No license, either expressed or implied, is granted under any NVIDIA patent right, copyright, or other NVIDIA intellectual property right under this document. Information published by NVIDIA regarding third-party products or services does not constitute a license from NVIDIA to use such products or services or a warranty or endorsement thereof.

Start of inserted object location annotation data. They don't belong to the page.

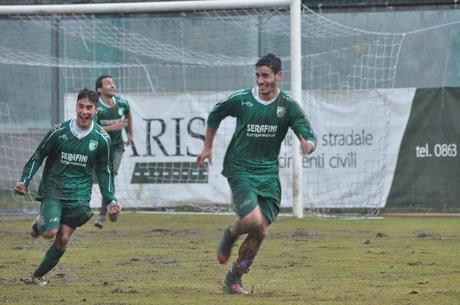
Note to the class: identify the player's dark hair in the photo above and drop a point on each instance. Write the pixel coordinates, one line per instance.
(89, 94)
(99, 80)
(271, 61)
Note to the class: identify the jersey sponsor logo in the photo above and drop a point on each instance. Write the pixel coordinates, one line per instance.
(256, 130)
(74, 159)
(280, 111)
(92, 145)
(107, 122)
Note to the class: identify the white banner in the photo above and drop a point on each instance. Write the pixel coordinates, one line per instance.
(358, 140)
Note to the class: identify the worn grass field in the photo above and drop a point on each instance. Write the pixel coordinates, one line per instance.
(170, 259)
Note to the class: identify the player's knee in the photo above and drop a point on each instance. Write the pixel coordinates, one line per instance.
(62, 242)
(49, 233)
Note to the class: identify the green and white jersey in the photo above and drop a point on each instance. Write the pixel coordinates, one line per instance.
(70, 162)
(260, 129)
(109, 114)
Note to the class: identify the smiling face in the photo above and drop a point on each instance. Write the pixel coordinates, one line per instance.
(108, 88)
(86, 109)
(267, 81)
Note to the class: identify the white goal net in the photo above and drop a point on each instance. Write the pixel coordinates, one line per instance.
(173, 67)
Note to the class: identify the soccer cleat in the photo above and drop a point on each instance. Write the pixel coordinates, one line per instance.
(113, 217)
(34, 231)
(100, 222)
(225, 246)
(39, 280)
(233, 285)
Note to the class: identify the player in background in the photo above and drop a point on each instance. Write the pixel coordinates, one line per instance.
(74, 150)
(113, 115)
(263, 116)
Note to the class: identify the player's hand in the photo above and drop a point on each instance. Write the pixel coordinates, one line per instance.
(307, 147)
(130, 139)
(119, 124)
(20, 188)
(204, 154)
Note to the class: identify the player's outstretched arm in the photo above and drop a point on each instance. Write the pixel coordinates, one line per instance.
(206, 153)
(20, 188)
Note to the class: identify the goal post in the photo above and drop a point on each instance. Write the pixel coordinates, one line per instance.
(155, 7)
(174, 61)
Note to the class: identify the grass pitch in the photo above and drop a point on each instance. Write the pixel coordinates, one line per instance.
(170, 259)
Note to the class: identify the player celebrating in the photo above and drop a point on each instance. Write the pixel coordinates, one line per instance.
(263, 116)
(113, 115)
(74, 149)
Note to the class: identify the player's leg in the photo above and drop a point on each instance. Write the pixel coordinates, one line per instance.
(71, 218)
(47, 225)
(53, 255)
(256, 226)
(244, 201)
(48, 221)
(117, 154)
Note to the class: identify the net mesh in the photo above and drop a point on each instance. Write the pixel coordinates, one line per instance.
(172, 68)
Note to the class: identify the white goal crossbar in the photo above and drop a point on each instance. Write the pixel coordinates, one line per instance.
(139, 7)
(152, 7)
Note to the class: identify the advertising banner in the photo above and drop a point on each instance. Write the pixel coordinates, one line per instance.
(358, 133)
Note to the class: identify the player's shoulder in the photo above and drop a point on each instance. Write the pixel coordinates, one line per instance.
(286, 98)
(239, 94)
(121, 99)
(60, 127)
(100, 132)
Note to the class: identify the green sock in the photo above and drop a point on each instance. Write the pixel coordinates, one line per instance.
(50, 260)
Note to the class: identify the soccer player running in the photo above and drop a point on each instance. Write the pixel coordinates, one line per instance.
(73, 149)
(113, 115)
(263, 116)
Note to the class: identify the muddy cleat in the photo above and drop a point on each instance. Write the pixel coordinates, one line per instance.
(39, 280)
(100, 222)
(225, 246)
(233, 285)
(34, 231)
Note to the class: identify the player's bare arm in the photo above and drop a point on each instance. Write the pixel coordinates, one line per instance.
(206, 153)
(118, 125)
(129, 127)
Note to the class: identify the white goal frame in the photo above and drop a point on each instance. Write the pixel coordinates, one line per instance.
(152, 7)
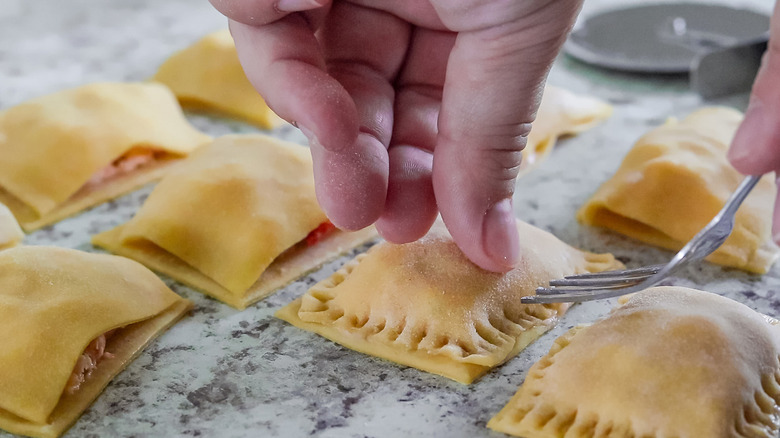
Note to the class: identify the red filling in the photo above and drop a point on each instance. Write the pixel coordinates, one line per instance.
(319, 233)
(88, 361)
(131, 160)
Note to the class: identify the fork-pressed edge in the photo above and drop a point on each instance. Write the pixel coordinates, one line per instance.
(608, 284)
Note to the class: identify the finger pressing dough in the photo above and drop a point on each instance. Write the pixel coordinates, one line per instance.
(672, 362)
(424, 304)
(237, 220)
(675, 180)
(70, 150)
(208, 75)
(10, 233)
(560, 113)
(53, 303)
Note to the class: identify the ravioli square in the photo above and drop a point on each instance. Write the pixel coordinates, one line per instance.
(425, 305)
(671, 362)
(208, 76)
(71, 321)
(675, 179)
(238, 220)
(70, 150)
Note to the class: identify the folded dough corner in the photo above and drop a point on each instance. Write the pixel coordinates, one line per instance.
(675, 179)
(53, 303)
(10, 232)
(68, 151)
(425, 305)
(236, 221)
(561, 113)
(209, 76)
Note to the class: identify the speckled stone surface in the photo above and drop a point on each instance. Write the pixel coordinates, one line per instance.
(231, 374)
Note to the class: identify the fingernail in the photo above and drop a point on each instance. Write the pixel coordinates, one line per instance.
(309, 135)
(499, 231)
(741, 147)
(297, 5)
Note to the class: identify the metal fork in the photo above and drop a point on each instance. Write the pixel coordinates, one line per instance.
(600, 285)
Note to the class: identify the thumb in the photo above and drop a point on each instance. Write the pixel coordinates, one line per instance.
(495, 76)
(756, 146)
(259, 12)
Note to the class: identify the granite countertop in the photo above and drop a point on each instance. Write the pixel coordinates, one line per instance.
(227, 373)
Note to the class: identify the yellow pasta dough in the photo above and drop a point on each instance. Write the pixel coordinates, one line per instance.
(672, 362)
(675, 180)
(424, 304)
(53, 303)
(208, 75)
(10, 233)
(232, 219)
(53, 147)
(560, 113)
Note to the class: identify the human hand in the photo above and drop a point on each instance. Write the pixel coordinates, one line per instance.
(411, 107)
(755, 149)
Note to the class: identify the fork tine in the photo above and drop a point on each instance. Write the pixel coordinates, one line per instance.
(598, 282)
(643, 271)
(581, 289)
(575, 298)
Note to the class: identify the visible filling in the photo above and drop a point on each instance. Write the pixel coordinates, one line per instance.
(319, 233)
(130, 161)
(89, 360)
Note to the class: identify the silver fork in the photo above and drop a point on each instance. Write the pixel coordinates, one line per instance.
(600, 285)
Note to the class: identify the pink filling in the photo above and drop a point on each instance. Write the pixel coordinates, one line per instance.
(88, 361)
(133, 159)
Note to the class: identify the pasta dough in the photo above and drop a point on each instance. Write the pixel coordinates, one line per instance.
(53, 303)
(675, 180)
(55, 145)
(208, 75)
(672, 362)
(10, 233)
(423, 304)
(232, 219)
(560, 113)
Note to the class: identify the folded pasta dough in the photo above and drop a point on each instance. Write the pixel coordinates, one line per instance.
(424, 304)
(10, 233)
(208, 75)
(672, 362)
(233, 221)
(53, 303)
(73, 149)
(675, 180)
(560, 113)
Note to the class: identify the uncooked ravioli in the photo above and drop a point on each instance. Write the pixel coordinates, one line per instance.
(424, 304)
(68, 151)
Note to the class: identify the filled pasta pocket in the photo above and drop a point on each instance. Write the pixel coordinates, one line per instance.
(71, 321)
(68, 151)
(237, 220)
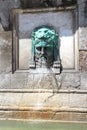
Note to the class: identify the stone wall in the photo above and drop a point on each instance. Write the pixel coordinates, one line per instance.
(16, 89)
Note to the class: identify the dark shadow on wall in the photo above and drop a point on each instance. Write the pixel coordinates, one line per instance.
(5, 13)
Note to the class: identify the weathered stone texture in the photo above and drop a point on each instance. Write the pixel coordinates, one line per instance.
(69, 80)
(5, 11)
(5, 81)
(83, 60)
(83, 38)
(82, 13)
(5, 52)
(84, 80)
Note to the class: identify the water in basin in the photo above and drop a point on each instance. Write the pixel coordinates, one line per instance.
(41, 125)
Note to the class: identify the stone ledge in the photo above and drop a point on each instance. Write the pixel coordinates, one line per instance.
(45, 115)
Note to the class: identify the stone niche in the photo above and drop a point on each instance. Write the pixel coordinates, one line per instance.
(64, 22)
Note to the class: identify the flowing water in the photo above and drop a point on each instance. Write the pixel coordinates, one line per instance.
(38, 125)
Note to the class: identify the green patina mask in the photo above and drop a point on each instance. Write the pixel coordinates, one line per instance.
(44, 45)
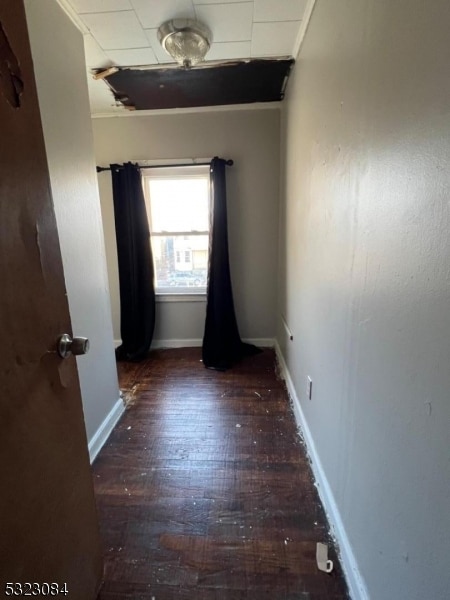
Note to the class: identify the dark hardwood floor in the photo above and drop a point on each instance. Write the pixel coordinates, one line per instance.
(204, 490)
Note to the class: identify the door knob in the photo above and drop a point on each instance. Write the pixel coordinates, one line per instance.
(76, 346)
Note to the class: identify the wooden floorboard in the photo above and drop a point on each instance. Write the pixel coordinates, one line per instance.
(204, 490)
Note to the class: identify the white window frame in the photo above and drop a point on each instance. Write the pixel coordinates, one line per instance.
(178, 293)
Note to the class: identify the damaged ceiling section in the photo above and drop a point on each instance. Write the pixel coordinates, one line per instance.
(225, 83)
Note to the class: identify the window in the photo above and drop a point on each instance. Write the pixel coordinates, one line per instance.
(178, 211)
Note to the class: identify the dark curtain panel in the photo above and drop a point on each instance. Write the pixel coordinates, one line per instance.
(137, 292)
(222, 345)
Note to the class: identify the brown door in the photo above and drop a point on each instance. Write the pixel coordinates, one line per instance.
(48, 523)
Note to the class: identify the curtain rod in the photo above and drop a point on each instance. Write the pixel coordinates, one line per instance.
(228, 162)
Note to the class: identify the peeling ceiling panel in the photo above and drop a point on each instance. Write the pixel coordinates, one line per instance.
(231, 83)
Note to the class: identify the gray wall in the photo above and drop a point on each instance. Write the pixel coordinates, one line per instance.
(58, 55)
(365, 278)
(251, 139)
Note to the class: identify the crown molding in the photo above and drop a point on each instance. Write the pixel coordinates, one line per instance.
(195, 109)
(303, 27)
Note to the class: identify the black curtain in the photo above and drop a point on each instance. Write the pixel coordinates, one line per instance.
(136, 276)
(222, 345)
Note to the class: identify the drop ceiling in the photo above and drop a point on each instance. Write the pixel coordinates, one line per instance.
(123, 33)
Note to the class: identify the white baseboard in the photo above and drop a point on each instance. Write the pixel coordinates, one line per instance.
(355, 582)
(103, 432)
(196, 342)
(260, 342)
(186, 343)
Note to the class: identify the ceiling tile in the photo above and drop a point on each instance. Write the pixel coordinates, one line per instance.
(274, 39)
(133, 56)
(101, 97)
(279, 10)
(83, 6)
(152, 13)
(161, 55)
(229, 50)
(228, 22)
(116, 30)
(95, 57)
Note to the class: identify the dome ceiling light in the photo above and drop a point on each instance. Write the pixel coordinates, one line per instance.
(186, 40)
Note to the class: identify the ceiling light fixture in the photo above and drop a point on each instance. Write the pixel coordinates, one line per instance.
(186, 40)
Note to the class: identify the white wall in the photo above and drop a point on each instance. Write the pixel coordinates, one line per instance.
(365, 279)
(58, 55)
(251, 139)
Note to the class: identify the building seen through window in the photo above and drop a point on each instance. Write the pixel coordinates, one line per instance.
(177, 201)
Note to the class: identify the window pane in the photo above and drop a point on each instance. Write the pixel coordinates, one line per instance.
(180, 262)
(179, 204)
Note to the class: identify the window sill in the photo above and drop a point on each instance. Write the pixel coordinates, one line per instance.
(201, 297)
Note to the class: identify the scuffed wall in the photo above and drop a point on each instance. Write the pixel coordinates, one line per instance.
(365, 278)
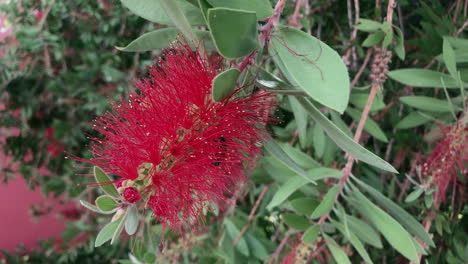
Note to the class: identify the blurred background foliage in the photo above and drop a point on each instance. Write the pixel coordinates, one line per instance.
(61, 67)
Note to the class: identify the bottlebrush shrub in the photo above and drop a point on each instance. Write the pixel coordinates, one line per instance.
(174, 147)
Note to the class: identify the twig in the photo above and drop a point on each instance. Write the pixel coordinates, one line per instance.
(251, 215)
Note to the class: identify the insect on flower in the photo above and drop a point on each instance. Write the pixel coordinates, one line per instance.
(175, 149)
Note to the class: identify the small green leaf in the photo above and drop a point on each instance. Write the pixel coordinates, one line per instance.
(338, 254)
(224, 84)
(426, 103)
(233, 40)
(423, 78)
(312, 66)
(108, 232)
(296, 221)
(343, 141)
(400, 44)
(131, 224)
(370, 126)
(106, 203)
(159, 39)
(374, 39)
(327, 203)
(262, 8)
(414, 195)
(311, 234)
(367, 25)
(414, 119)
(153, 11)
(305, 206)
(395, 234)
(449, 59)
(105, 182)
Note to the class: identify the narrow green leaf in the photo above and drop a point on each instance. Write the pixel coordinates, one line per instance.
(374, 39)
(296, 221)
(400, 44)
(449, 59)
(276, 151)
(159, 39)
(106, 203)
(176, 14)
(423, 78)
(343, 141)
(327, 203)
(393, 232)
(105, 182)
(338, 254)
(131, 224)
(262, 8)
(305, 206)
(233, 40)
(400, 214)
(153, 11)
(414, 119)
(224, 84)
(311, 65)
(370, 126)
(107, 232)
(414, 195)
(311, 234)
(426, 103)
(367, 25)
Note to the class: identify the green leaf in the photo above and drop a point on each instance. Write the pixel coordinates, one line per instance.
(159, 39)
(105, 182)
(400, 214)
(288, 188)
(233, 40)
(262, 8)
(360, 101)
(296, 221)
(374, 39)
(131, 224)
(400, 44)
(449, 59)
(426, 103)
(233, 232)
(305, 206)
(423, 78)
(414, 195)
(93, 208)
(357, 244)
(108, 231)
(106, 203)
(393, 232)
(370, 125)
(277, 152)
(343, 141)
(338, 254)
(177, 15)
(224, 84)
(327, 203)
(311, 234)
(154, 12)
(367, 25)
(311, 65)
(414, 119)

Use of such information may require a license from a third party under the patents or other intellectual property rights of the third party, or a license from NVIDIA under the patents or other intellectual property rights of NVIDIA.
Reproduction of information in this document is permissible only if approved in advance by NVIDIA in writing, reproduced without alteration and in full compliance with all applicable export laws and regulations, and accompanied by all associated conditions, limitations, and notices.
THIS DOCUMENT AND ALL NVIDIA DESIGN SPECIFICATIONS, REFERENCE BOARDS, FILES, DRAWINGS, DIAGNOSTICS, LISTS, AND OTHER DOCUMENTS (TOGETHER AND SEPARATELY, “MATERIALS”) ARE BEING PROVIDED “AS IS.” NVIDIA MAKES NO WARRANTIES, EXPRESSED, IMPLIED, STATUTORY, OR OTHERWISE WITH RESPECT TO THE MATERIALS, AND EXPRESSLY DISCLAIMS ALL IMPLIED WARRANTIES OF NONINFRINGEMENT, MERCHANTABILITY, AND FITNESS FOR A PARTICULAR PURPOSE. TO THE EXTENT NOT PROHIBITED BY LAW, IN NO EVENT WILL NVIDIA BE LIABLE FOR ANY DAMAGES, INCLUDING WITHOUT LIMITATION ANY DIRECT, INDIRECT, SPECIAL, INCIDENTAL, PUNITIVE, OR CONSEQUENTIAL DAMAGES, HOWEVER CAUSED AND REGARDLESS OF THE THEORY OF LIABILITY, ARISING OUT OF ANY USE OF THIS DOCUMENT, EVEN IF NVIDIA HAS BEEN ADVISED OF THE POSSIBILITY OF SUCH DAMAGES. Notwithstanding any damages that customer might incur for any reason whatsoever, NVIDIA’s aggregate and cumulative liability towards customer for the products described herein shall be limited in accordance with the Terms of Sale for the product.